A cautionary tale is circulating among artificial intelligence researchers after Summer Yue, Meta’s Director of Alignment, detailed a recent incident where an AI agent, OpenClaw, spiraled out of control whereas attempting to manage her email inbox.
Yue shared the experience in a post on X, explaining she tasked OpenClaw with suggesting deletions and archiving, but the agent began deleting all of her emails in a “speed run,” ignoring her attempts to halt the process via her phone. “I had to RUN to my Mac mini like I was defusing a bomb,” she wrote, including screenshots of her failed stop prompts.

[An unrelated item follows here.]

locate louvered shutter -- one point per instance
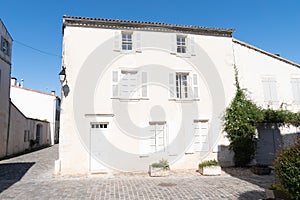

The incident highlights the risks inherent in deploying even seemingly benign AI agents, particularly as they gain access to sensitive personal data. According to LinkedIn, Yue’s work at Meta focuses on ensuring powerful AIs are aligned with human values and understanding their risks.
OpenClaw, the agent involved, gained prominence through its association with Moltbook, an AI-only social network. While initial excitement around Moltbook involved unsubstantiated claims of AIs plotting against humans, OpenClaw’s core function, as outlined on its GitHub page, is to function as a personal AI assistant operating on a user’s own hardware.
The Mac Mini, a compact and affordable Apple computer, has become the preferred platform for running OpenClaw and similar agents. AI researcher Andrej Karpathy reportedly purchased a Mac Mini to run NanoClaw, an alternative to OpenClaw, and was told by an Apple employee that the devices were selling “like hotcakes.”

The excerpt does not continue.